Another session was devoted to reading the Horos, the decree of the Council of Hieria, and refuting it line by line. The final session was held in Constantinople, in the Magnaura Palace, before Irene and her son Constantine VI, so they could approve and sign the final statement which approved icons.

The Results

The main result was a wordy official decree regarding icons.

To make our confession short, we keep unchanged all the ecclesiastical traditions handed down to us, whether in writing or verbally, one of which is the making of pictorial representations, agreeable to the history of the preaching of the Gospel, a tradition useful in many respects, but especially in this, that so the incarnation of the Word of God is shown forth as real and not merely phantastic, for these have mutual indications and without doubt have also mutual significations.
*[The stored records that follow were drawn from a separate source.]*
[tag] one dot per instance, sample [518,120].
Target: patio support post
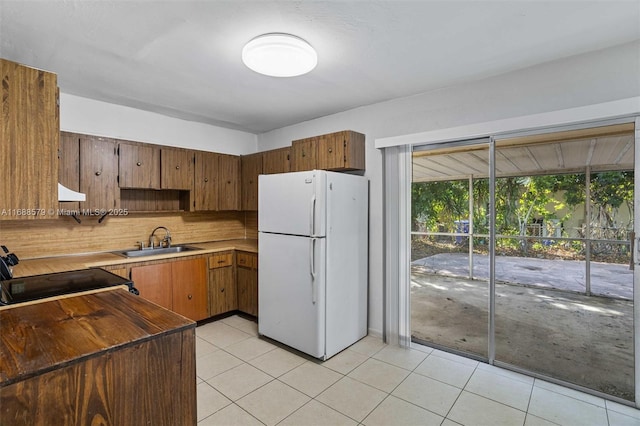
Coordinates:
[492,251]
[587,232]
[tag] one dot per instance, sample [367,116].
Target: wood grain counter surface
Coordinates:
[44,336]
[48,265]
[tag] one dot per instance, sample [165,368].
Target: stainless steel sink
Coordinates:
[154,252]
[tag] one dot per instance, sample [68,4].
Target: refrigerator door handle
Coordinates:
[312,267]
[312,216]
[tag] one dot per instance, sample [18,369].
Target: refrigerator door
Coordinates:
[292,203]
[347,261]
[291,299]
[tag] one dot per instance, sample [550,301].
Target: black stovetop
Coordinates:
[36,287]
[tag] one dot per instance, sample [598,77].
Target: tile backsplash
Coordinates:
[63,236]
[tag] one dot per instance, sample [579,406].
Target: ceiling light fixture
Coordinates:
[279,55]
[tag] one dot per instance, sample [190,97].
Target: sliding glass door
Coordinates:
[449,247]
[550,291]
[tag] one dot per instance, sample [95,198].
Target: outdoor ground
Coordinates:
[586,340]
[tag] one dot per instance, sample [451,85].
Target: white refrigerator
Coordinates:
[313,248]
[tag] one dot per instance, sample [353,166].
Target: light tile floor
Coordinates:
[247,380]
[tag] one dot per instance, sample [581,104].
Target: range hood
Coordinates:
[66,194]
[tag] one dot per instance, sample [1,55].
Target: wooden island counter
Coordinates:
[106,358]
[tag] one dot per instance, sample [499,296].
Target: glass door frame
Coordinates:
[404,157]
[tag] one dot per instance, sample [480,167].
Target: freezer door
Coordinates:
[292,203]
[291,291]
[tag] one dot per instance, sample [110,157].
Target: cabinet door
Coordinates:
[304,155]
[276,161]
[222,290]
[176,169]
[206,181]
[154,283]
[330,152]
[251,168]
[99,173]
[341,151]
[69,166]
[30,132]
[139,166]
[228,182]
[190,288]
[247,283]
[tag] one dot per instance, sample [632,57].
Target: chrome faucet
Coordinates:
[166,240]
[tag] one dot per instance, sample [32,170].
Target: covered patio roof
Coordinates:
[599,149]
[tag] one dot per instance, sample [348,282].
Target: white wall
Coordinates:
[87,116]
[588,79]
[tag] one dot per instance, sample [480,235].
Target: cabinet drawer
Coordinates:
[248,260]
[220,260]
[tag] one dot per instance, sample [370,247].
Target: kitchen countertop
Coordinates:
[42,336]
[48,265]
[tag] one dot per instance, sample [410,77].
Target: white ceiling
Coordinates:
[182,58]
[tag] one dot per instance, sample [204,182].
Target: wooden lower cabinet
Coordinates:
[154,283]
[222,283]
[199,287]
[247,281]
[180,286]
[190,288]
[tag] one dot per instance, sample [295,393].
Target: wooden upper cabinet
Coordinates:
[69,166]
[341,151]
[228,182]
[304,154]
[206,181]
[99,173]
[276,161]
[155,283]
[139,166]
[176,169]
[251,166]
[30,127]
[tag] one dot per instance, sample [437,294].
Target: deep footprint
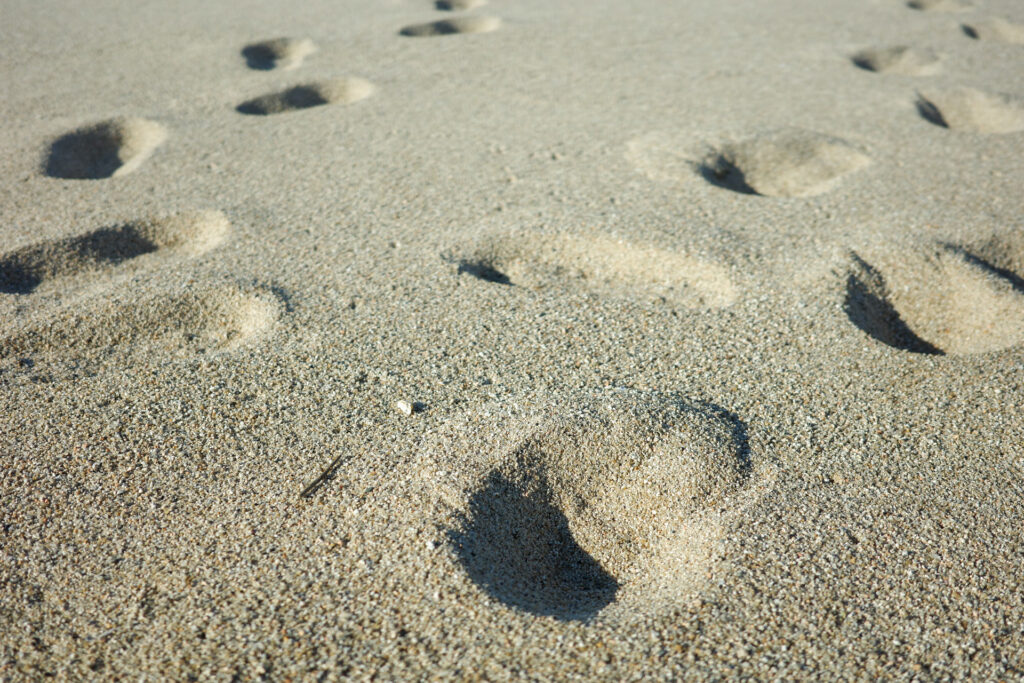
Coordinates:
[188,233]
[973,111]
[600,509]
[788,163]
[599,265]
[338,91]
[105,150]
[283,53]
[950,300]
[900,60]
[453,27]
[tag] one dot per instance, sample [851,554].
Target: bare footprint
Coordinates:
[185,324]
[975,111]
[453,26]
[610,507]
[900,60]
[946,300]
[459,5]
[283,53]
[188,233]
[939,5]
[600,265]
[105,150]
[787,163]
[337,91]
[996,31]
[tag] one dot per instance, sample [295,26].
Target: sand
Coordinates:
[392,339]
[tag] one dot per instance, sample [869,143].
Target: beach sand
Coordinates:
[512,340]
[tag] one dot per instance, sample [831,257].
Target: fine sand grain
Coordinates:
[600,341]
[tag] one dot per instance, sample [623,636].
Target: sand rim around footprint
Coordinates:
[283,53]
[336,91]
[900,60]
[183,324]
[610,507]
[453,27]
[973,111]
[598,264]
[111,148]
[947,300]
[785,163]
[187,233]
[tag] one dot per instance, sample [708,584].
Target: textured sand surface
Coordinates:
[605,340]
We, therefore, following the royal pathway and the divinely inspired authority of our Holy Fathers and the traditions of the Catholic Church … define with all certitude and accuracy that just as the figure of the precious and life-giving Cross, so also the venerable and holy images, as well in painting and mosaic as of other fit materials, should be set forth in the holy churches of God, and on the sacred vessels and on the vestments and on hangings and in pictures both in houses and by the wayside, to wit, the figure of our Lord God and Saviour Jesus Christ, of our spotless Lady, the Mother of God, of the honourable Angels, of all Saints and of all pious people. For by so much more frequently as they are seen in artistic representation, by so much more readily are men lifted up to the memory of their prototypes, and to a longing after them; and to these should be given due salutation and honourable reverence…
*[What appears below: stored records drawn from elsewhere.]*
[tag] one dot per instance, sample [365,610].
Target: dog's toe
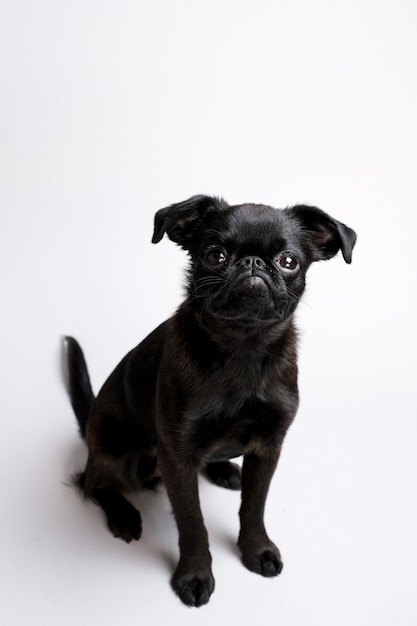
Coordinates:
[266,562]
[224,474]
[127,525]
[193,589]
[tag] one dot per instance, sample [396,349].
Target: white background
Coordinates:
[112,110]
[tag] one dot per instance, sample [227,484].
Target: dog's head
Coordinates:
[249,261]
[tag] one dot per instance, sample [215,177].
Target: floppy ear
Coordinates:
[327,235]
[180,221]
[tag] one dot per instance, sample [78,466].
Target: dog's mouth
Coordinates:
[251,301]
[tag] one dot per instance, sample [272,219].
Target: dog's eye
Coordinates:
[288,262]
[215,257]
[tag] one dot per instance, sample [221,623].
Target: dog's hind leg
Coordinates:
[123,520]
[224,474]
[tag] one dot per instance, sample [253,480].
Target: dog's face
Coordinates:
[249,261]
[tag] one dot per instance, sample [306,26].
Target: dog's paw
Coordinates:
[224,474]
[266,562]
[126,525]
[193,588]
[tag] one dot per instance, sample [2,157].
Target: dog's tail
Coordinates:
[79,386]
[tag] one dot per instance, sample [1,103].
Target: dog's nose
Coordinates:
[253,262]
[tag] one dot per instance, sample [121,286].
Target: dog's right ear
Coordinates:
[181,221]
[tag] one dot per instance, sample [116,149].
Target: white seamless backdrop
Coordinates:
[108,112]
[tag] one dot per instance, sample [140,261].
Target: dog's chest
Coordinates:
[234,425]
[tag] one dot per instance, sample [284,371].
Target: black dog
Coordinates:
[216,381]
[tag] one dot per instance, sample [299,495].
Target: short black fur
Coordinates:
[217,380]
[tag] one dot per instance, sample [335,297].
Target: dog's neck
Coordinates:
[235,338]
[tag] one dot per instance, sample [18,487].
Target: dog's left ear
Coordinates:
[327,235]
[181,221]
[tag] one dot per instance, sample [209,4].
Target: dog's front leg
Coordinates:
[259,554]
[193,580]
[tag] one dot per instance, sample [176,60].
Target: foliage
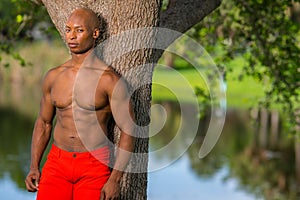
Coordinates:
[21,20]
[265,35]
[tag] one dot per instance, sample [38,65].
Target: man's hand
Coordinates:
[32,180]
[110,191]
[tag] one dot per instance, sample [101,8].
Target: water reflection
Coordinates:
[267,173]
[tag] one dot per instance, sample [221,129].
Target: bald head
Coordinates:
[88,16]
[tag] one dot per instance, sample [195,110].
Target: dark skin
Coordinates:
[83,94]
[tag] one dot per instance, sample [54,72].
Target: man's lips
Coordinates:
[72,45]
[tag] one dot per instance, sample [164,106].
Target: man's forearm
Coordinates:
[40,139]
[124,152]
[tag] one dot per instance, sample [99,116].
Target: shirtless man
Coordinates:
[83,94]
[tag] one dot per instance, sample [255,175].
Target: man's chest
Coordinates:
[86,92]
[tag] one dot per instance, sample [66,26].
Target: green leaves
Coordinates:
[263,32]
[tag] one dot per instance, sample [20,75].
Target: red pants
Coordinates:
[74,176]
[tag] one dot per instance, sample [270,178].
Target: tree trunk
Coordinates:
[121,53]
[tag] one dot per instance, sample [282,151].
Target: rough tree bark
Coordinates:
[118,16]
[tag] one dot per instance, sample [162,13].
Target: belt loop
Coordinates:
[58,153]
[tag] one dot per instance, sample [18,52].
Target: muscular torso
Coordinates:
[82,107]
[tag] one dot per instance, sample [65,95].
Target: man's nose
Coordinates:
[73,35]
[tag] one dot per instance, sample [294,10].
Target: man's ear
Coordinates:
[96,33]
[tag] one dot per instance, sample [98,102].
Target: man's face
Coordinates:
[80,34]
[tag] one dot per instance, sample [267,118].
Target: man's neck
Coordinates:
[78,59]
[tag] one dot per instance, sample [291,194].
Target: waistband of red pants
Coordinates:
[101,154]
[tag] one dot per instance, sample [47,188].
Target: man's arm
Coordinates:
[41,135]
[124,118]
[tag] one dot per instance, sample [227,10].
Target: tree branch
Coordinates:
[181,15]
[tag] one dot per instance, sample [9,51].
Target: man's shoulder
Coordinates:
[57,69]
[53,72]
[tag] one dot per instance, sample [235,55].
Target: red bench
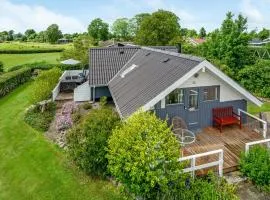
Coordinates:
[225,116]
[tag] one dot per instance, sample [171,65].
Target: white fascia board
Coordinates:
[172,87]
[233,84]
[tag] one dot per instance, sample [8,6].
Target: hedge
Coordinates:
[29,51]
[46,66]
[11,80]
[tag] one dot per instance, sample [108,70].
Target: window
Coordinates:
[210,93]
[177,96]
[193,99]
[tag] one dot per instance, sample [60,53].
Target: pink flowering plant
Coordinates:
[64,120]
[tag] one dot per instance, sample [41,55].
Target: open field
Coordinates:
[33,168]
[11,60]
[31,45]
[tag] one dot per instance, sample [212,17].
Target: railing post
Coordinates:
[220,166]
[193,162]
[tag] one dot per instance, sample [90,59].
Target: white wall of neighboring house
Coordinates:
[227,93]
[82,92]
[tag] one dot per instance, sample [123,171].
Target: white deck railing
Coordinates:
[193,158]
[264,123]
[56,90]
[249,144]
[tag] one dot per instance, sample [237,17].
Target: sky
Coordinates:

Additionally, the council approved twenty two canons covering a wide variety of issues facing the church at that time, including the problem of simony (the buying or selling of church office).

Lasting Significance

This debate has come to be called the Iconoclast Controversy and it had great and lasting consequences on the East and West. Leo Davis identifies them in four categories:

  1. “Politically it was a factor in the alienation of the West from the Eastern Empire at a critical moment.” Rome was facing pressure from invaders, and they sought help from the Franks. This would lead to a new political alignment between the Roman church and the Frankish kings (whereas before they had been looking to the Byzantine Emperor in Constantinople). A picture of this realignment is seen in the crowning of Charlemagne in 800 as emperor of the west and defender of papal authority.
  2. “Artistically, iconoclasm arrested progress and destroyed countless ancient treasures.” Whereas, after the controversy ended, “Byzantine art rose to new heights and continued to exert strong influence on the West.”
  3. “Ecclesiastically, the monks’ resolute defense of sacred images in the face of imperial and episcopal pressures enhanced their standing among the laity.” Monasteries filled with images became “places of vital mediation between the divine and the human. And the monks themselves became the focus of the holy in the world.”
  4. “Theologically, the controversy was really an attempt to recover the meaning of Christ’s humanity. … Jesus, divine and human, was and is the way to the Father. The sacred images of Christ, portraying him as truly incarnate, truly reflecting their divine and human prototype, are a perpetual reminder of that fact.”

It would take the Reformers of the sixteen century to see the danger of icons and to exhort the church to once again remove them.